Agora só resta uma coisa a fazer: a peça. O roteiro, os personagens, as canções, a cenografia, tudo está no livro. Avante, Collaço.
Selecionei alguns trechos para os leitores do blog.
Hatsuo Fukuda
Um elefante no caos, de Millôr Fernandes
“Se eu não fosse general eu seria ator”.

A primeira peça, que estreou em 17 de abril de 1963, com direção de Cláudio Correa e Castro (depois ator global).

Conta Danillo Avelleda, que participou como contrarregra e figurante: “De vez em quando, a gente via uma pessoa lá no fundo da platéia. Aí ele subia e dizia:
“Eu vim assistir o ensaio, porque se não fosse general eu ia ser ator”.
Era Ney Braga.
Schweyk na Segunda Guerra Mundial, de Bertolt Brecht
“Lala Schneider ganha o papel e diz para a sobrinha: “Viu como eu sou danada?”

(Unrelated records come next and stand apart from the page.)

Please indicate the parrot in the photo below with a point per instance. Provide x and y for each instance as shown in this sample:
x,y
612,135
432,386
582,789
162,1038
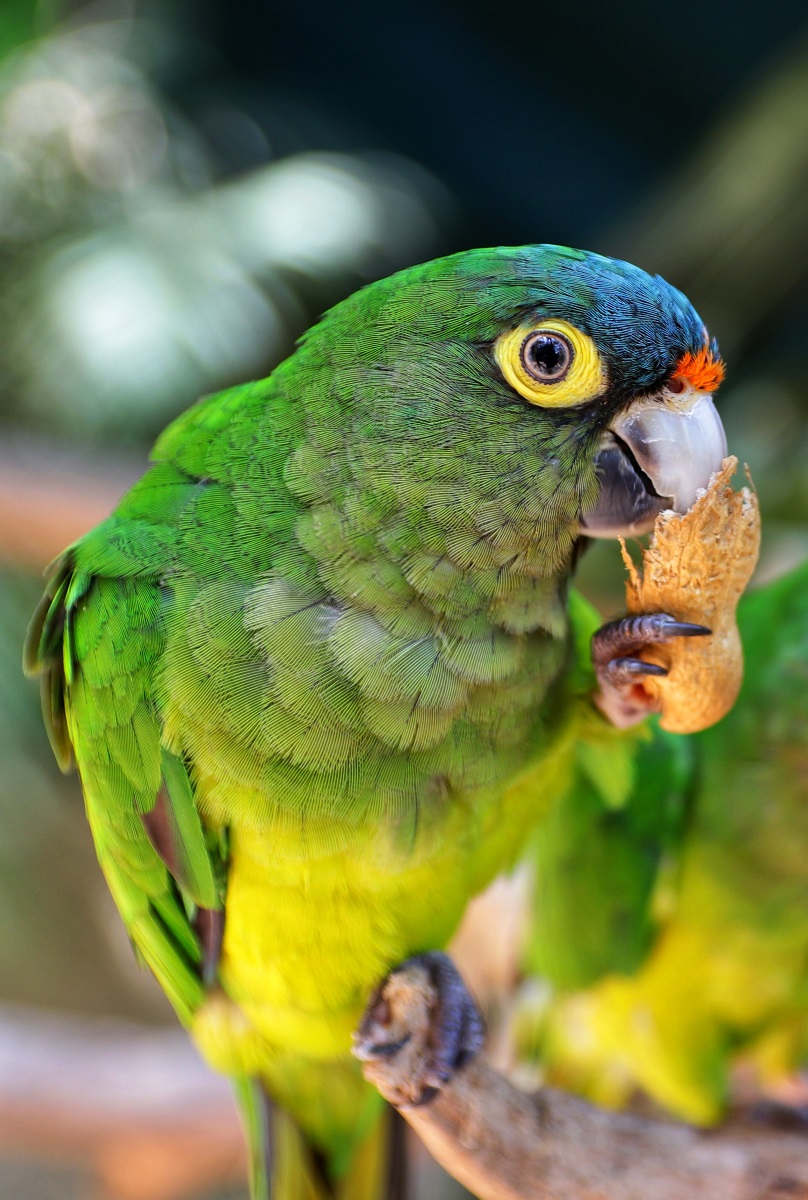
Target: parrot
x,y
690,876
311,670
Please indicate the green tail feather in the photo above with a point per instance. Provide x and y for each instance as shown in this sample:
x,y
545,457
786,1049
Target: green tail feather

Estreou em 6 de novembro de 1967, em plena ditadura militar. A peça foi pela primeira vez encenada no Brasil. Claudio Correa e Castro dirigiu e também fez os cenários. Ileana Kwasinski foi a autora dos figurinos.


Lala Schneider interpretou o papel de uma dona de bar, mas a personagem precisava cantar, e Lala nunca havia cantado em público. Ela disse para a sobrinha, Esmeralda Silveira:
“Viu como eu sou danada!” Mostrou porque é considerada a Grande Dama do Teatro Paranaense.
Terra de Todas as Gentes, de Adherbal Fortes Jr e Paulo Vítola

Inaugurou o grande auditório, o Guairão, em 12 de dezembro de 1974. Um espetáculo grandioso, com 300 artistas envolvidos. A peça foi inspirada no filme Sete Noivas para Sete Irmãos, de Stanley Donen. “O espetáculo foi muito bonito, com música maravilhosa, mas simples. Era uma festa da comunidade, de todas as gentes, para comemorarem a inauguração do grande teatro do Paraná”, disse o ator José Plínio.

Hatsuo Fukuda assistiu a algumas das peças do TCP, e só agora se deu conta que participara de uma das grandes festas do teatro brasileiro.